Fordham Research

A ROBUST EVIDENCE BASE? A Report on quality in Housing Needs and Strategic Housing Market Assessments: Executive Summary

1. Many £millions have been wasted (unintentionally) by councils on faulty HNS, and now faulty SHMAs. A great many more £millions have been wasted on wrong strategic housing choices using that wrong evidence. This has been going on for at least a decade, but there is no sign that DCLG has yet understood the level of waste involved. It has taken no action to introduce quality control. As a result the prospects for properly focussed new housing policies under PPS3 (Nov 2006) is poor. This report presents some findings.

2. The Government has required an evidence base when councils seek affordable housing for many years (since 1991 to be exact). That is how housing needs surveys (HNS) began. Only towards the end of that decade did the Government show awareness of the poor quality of much of the HNS work. But no mechanism was put in place to ensure robustness. The only forum in which robustness could be tested is the Local Plan Inquiry (LPI or UDP), now the Local Development Framework (LDF).

3. The first phase (1998-2004) arose when the Home Builders Federation (HBF) in particular launched attacks at LPIs mainly on HNS by Fordham Research as the leading firm. These rose to a peak in 2003, but since all of them failed, these technical challenges to HNS by developers have effectively been abandoned.

4. The second phase (2005-6) of challenges was based on quality control (or lack of it). Fordham Research carried out a dozen or so 'pro bono' objections at Inquiries to show the weaknesses in HNS work.

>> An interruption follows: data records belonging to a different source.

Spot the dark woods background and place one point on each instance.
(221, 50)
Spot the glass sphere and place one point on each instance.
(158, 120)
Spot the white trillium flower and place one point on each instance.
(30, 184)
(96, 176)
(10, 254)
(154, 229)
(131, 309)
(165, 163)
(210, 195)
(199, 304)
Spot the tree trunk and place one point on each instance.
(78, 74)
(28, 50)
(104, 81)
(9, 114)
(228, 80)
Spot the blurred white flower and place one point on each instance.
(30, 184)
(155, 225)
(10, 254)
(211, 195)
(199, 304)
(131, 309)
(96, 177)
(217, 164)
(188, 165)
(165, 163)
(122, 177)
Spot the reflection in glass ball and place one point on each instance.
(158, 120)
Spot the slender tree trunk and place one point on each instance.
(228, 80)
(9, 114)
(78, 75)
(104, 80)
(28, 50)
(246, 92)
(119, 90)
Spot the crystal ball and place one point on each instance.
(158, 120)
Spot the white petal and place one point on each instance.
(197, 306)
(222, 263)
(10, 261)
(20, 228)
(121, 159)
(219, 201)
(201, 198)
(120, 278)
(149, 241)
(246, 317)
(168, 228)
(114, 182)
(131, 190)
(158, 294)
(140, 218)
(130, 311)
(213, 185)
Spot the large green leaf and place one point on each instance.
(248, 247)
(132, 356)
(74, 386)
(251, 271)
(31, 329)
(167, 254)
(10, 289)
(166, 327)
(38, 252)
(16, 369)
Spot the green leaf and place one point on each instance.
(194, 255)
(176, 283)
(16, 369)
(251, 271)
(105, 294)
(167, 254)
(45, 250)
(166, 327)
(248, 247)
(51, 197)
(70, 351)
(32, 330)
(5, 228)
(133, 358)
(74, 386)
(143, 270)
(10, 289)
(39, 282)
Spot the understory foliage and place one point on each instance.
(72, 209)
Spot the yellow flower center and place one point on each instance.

A number of Inspectors devoted considerable energy to addressing the large amounts of detailed reasoning involved.

5. In 4 of the 14 cases the Inspector dismissed the HNS as unsound evidence, and in another 5 cases found significant flaws (details in Chapters 2-3). This is remarkable: the presumption has been that HNS are sound. But over 60% of these were found to be flawed.

6. The new Practice Guidance for PPS3 stresses the use of secondary (existing) data as opposed to fresh surveys and also discourages Inquiry challenges on the technical soundness of the new Strategic Housing Market Assessments (SHMAs). However PPS12 (on LDFs) requires a rigorous evidence base, and so challenges are likely.

7. Early results from SHMAs based on secondary data only suggest that there are significant technical shortcomings. The results are summarised in Appendix 2. The situation is not helped by the fact that PPS3 makes clear and detailed demands on the evidence base, but the Practice Guidance is ineffective. Quality control will remain an issue.